We closed the quarter with cash, cash equivalents and available for sale securities totaling $7.0 billion dollars, resulting in approximately $8.0 billion dollars of liquidity available to us, including our $1.0 billion dollars of undrawn revolver capacity. Since the beginning of the fiscal year, our net debt has decreased approximately $600 million dollars to $6.3 billion dollars at the end of the September quarter, mostly driven by cash flow generated by the business. We remain committed to our deleveraging plans and will continue to optimize our cost of capital and capital structure while retaining sufficient liquidity and flexibility.

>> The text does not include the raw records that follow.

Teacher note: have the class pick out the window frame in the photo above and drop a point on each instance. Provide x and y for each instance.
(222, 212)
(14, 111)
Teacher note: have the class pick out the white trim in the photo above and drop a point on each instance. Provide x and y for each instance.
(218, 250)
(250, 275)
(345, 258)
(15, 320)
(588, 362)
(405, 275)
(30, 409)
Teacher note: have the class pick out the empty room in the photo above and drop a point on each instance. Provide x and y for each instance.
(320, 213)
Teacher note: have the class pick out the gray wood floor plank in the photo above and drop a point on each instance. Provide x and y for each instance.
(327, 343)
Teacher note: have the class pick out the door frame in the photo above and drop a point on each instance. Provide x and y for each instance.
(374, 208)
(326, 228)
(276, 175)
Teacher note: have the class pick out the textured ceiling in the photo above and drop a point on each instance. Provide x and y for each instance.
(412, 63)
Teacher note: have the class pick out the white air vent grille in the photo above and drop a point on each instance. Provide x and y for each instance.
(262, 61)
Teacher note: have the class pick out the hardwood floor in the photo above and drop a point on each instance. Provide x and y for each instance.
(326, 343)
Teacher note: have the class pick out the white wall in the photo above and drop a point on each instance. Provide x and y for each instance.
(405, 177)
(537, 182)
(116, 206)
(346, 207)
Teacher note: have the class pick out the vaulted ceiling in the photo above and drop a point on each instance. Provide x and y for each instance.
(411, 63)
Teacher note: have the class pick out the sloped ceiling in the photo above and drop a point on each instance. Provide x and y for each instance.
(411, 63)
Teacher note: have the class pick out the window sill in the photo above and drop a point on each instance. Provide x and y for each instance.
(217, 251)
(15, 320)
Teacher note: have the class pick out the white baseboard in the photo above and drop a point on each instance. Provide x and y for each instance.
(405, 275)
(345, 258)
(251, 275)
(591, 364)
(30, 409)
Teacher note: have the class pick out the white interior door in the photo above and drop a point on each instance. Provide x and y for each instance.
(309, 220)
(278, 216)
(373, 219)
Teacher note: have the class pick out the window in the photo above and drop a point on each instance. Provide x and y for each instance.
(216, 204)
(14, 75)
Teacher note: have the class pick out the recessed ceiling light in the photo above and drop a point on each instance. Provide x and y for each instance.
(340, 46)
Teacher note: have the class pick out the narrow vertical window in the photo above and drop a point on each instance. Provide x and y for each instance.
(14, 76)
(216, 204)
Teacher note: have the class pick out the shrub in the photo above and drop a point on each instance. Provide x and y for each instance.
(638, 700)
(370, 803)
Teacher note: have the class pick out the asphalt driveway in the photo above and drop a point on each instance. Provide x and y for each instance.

We remain on track to achieve our planned synergy targets from both the HGST and SanDisk integrations in the time commitments we previously established. The combined savings of the programs have contributed to our strong financial results and validated our strategy for the acquisitions.
I will now provide our guidance for the second quarter of fiscal 2018 on a non-GAAP basis.
- We expect revenue to be between $5.2 billion and $5.3 billion dollars
- We expect gross margin to be slightly higher than the prior quarter
- Turning to operating expenses, we expect those to be approximately $830 million dollars
- Interest and other expense is expected to be approximately $205 million dollars.
- We expect an effective tax rate in the 6-8% range.
- Our diluted shares are expected to be approximately 309 million
- As a result, we expect non-gaap earnings per share between $3.60 and $3.70, resulting in EPS for calendar year 2017 of approximately $12.50.
We believe our integrated product and technology platform is a key differentiator that will enable strong long-term growth and profitability. While we expect to see our normal seasonal decline in the second half of fiscal 2018, we see the opportunity to achieve revenue growth at the high end of our long-term model of 4% to 8% for fiscal 2018. Also, based on our current business outlook and capital structure we expect our non-GAAP earnings per share will be approximately $13 for fiscal 2018.
I will now turn the call over to the operator to begin the Q&A session. Operator?
I want to thank everybody for joining us today. And we look forward to speaking with you going forward. Have a great rest of the day.